In 1978, the USGS began the preparation of the 11-chapter USGS Professional Paper 1386, "Satellite Image Atlas of Glaciers of the World." The purpose of the Atlas is to present a thorough global baseline study of the areal extent of existing glaciers, so that future scientists can assess the magnitude of glacier change that is forecast to occur worldwide during the 21st century.

Satellite images [Landsat 1, 2, and 3 multispectral scanner (MSS) images and Landsat 2 and 3 return beam vidicon (RBV) images] are used to inventory the areal occurrence of glacier ice on our planet within the boundaries of the space­crafts' coverage (between about 82° north and south latitudes). Some later contributors also used Landsat 4 and 5 MSS and Thematic Map­per, Landsat 7 Enhanced Thematic Mapper-Plus (ETM+), and other satellite images.
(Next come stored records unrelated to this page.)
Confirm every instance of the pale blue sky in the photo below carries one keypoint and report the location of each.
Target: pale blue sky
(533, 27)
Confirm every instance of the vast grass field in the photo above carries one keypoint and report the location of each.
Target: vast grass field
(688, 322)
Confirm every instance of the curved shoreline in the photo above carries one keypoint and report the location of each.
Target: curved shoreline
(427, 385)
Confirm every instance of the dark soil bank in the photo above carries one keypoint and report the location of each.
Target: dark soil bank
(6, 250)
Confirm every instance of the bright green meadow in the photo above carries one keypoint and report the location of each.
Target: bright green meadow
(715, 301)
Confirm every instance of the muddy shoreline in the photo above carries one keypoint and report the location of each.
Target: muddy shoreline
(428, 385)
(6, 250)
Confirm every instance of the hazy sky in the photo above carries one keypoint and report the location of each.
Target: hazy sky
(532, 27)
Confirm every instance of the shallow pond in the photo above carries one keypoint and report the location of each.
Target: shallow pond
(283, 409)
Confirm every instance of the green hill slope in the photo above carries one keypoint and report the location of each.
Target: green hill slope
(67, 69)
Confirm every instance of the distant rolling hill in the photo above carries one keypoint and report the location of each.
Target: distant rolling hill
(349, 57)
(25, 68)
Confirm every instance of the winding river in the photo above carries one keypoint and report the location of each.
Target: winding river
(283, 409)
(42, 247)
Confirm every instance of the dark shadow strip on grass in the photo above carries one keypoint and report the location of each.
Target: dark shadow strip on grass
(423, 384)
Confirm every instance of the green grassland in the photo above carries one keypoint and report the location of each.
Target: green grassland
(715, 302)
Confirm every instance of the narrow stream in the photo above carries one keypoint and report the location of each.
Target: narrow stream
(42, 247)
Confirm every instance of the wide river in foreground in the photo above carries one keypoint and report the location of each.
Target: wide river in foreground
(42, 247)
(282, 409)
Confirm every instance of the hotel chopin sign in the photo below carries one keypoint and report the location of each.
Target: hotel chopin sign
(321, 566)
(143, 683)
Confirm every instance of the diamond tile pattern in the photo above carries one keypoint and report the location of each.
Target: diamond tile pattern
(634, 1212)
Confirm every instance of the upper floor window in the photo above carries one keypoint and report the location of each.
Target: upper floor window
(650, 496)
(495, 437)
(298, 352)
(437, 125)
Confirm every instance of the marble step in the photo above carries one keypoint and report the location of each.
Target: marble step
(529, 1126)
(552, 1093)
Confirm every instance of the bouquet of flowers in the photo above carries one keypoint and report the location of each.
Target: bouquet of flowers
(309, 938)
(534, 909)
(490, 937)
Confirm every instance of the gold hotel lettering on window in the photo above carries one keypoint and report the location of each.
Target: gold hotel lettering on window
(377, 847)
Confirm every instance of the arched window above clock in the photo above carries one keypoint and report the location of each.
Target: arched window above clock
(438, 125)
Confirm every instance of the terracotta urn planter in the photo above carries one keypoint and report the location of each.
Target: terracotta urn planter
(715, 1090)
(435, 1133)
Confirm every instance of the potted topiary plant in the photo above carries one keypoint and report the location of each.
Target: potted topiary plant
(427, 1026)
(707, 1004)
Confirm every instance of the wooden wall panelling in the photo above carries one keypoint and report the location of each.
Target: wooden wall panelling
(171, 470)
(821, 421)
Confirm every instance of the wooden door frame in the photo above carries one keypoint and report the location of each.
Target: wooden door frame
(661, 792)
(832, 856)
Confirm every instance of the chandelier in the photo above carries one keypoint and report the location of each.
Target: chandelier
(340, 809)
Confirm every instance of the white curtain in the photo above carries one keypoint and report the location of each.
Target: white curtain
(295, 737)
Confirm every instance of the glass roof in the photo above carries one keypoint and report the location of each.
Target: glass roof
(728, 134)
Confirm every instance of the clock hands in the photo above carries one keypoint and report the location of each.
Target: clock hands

The Atlas will provide an accurate regional inventory of the areal extent of glaciers on our planet during a relatively narrow time interval (1972 - 1981). This global "snapshot" of glacier extent is already being used for comparative analysis with previously published maps and aerial photographs, as well as with new maps, satellite images and aerial photographs, to determine the areal fluctuation of glaciers in response to natural or human-induced changes in the Earth's climate.